Anche l’intervento di conservazione è un progetto di architettura, al pari del progetto di trasformazione.
Propone quindi di tornare ad un approccio eugenetico all’architettura, ovvero sostituire nei limiti –una mediazione- con i limiti –unitarietà, ovvero esistente funzionale al nuovo. Per concludere ancora con L.B. Alberti: mantenersi fedeli alle intenzioni degli autori, maturate nel progetto. Del resto lo sapevano bene gli antichi, costretti dalla Storia a mettere mano a chi li aveva preceduti nello sviluppo delle grandi opere, come ad esempio San Pietro o il Duomo di Milano.

Elena Avon racconta invece l’avventura da lei vissuta nel cercare di salvare il lavoro del padre, Gianni Avon, a Grado, ovvero il Palazzo dei Congressi, progettato con Marco Zanuso, e le terme, che contengono un mosaico disegnato da Giuseppe Zigaina.
Un percorso legato alla approssimazione e interesse che ha inserito l’area su cui insistono i due edifici in un project financing per una nuova spa vista mare.

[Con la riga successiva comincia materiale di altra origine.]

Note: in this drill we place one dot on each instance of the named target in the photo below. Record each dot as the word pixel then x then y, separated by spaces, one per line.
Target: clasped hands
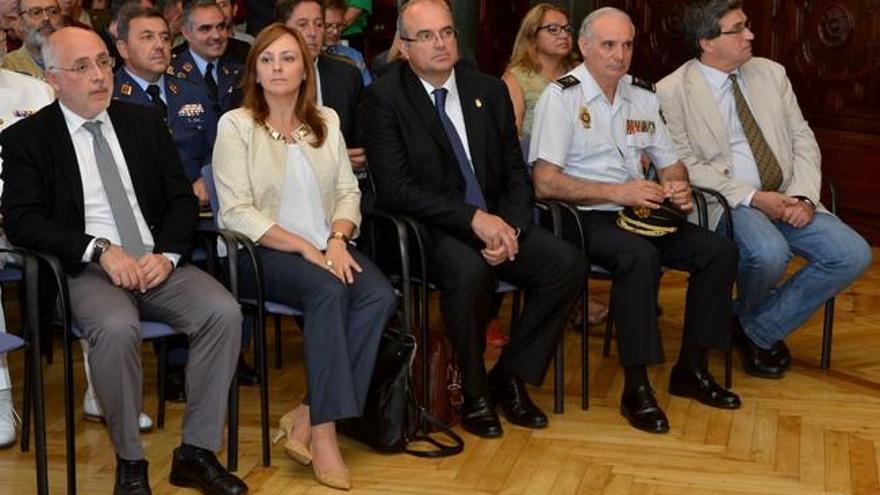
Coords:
pixel 501 239
pixel 135 274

Matilde Baffa e Vincenzo Montaldo espongono il caso di Quarto Cagnino a Milano, esperienza di edilizia economica popolare della metà degli anni ’60, 1.100 alloggi per 5.000 abitanti, di cui anche in altra occasione abbiamo parlato. Un brano di città, disegnato proprio come margine urbano in una zona allora sfrangiata, in cui non vi fosse un interno ed un esterno, ma uno scenario poroso di memoria corbusieriana.
Proprio questo disegno, costruito sulle grandi quinte che lo compongono,  impone l’unitarietà del trattamento in lunghezza e l’opacità delle superfici, allora ottenute con un particolare trattamento dell’intonaco.
Principi che la ristrutturazione in corso, che vede l’introduzione di un cappotto di coibentazione esterno, oltre che la colorazione a porzioni verticali accostate tra giallo e azzurro, mal si conciliano col disegno originario.
Per questo hanno chiesto una presa di posizione dell’Ordine.

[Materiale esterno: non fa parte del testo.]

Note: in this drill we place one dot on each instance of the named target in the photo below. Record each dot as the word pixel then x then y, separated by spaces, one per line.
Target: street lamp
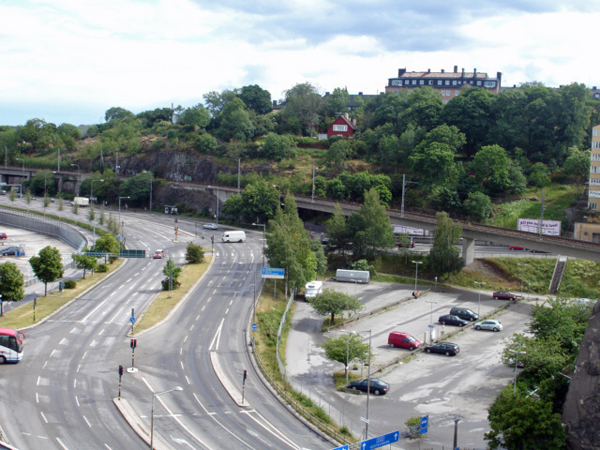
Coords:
pixel 264 229
pixel 93 181
pixel 156 394
pixel 522 265
pixel 120 208
pixel 23 178
pixel 78 178
pixel 479 284
pixel 416 263
pixel 517 353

Massimo Fortis, direttore del Dipartimento di Progettazione del Politecnico Bovisa, entra nel merito del difficile restauro dell’Istituto Marchiondi di Vittoriano Viganò. Edificio del ’57, che ebbe da subito grande fortuna critica internazionale, versa in uno stato di abbandono al limite del salvataggio dell’opera.
Il progetto di recupero nell’autunno del 2007 coglie l’occasione di un bando di finanziamento dedicato alla residenza universitaria, affiancando Politecnico, Comune, Fondazione Cariplo, Coop. servizi. Delle diverse destinazioni possibili per il suo riutilizzo, data la particolarità dello spazio interno dell’istituto, la cui soluzione ottimale sarebbe stato trasformarlo in college, o anche in ostello, è comunque compatibile. Il disegno organico, wrightiano, si estende su oltre 10.000mq di slp, ed è caratterizzato da una struttura in cemento armato a vista di estrema leggerezza, causa dei significativi danni subiti nel tempo.
Il quesito di fondo è stato: conservare l’architettura o la materia originaria?
I conservatori puri, di scuola tipicamente italiana, vogliono mantenere la patina del tempo, fino ad un grado piuttosto integralista di conservazione, fin dei vizi costruttivi. All’estero prevale un altro principio, ovvero non rispettare la materialità ma il senso dell’edificio.
Prevale la ragion pratica insomma, e nella descrizione del lavoro di recupero mostrato è chiaro lo sforzo in questa direzione, fin nel disegno dei serramenti, parte significativa dell’intervento, in cui la mediazione tra abitabilità e ferro finestra originario si è risolta nell’adottare un profilo di produzione minimo ma con taglio termico.
Conclude raccomandando un uso etico del denaro rispetto al restauro talebano-conservativo, considerato che 19 milioni per 10.000mq di slp, sono davvero tanti.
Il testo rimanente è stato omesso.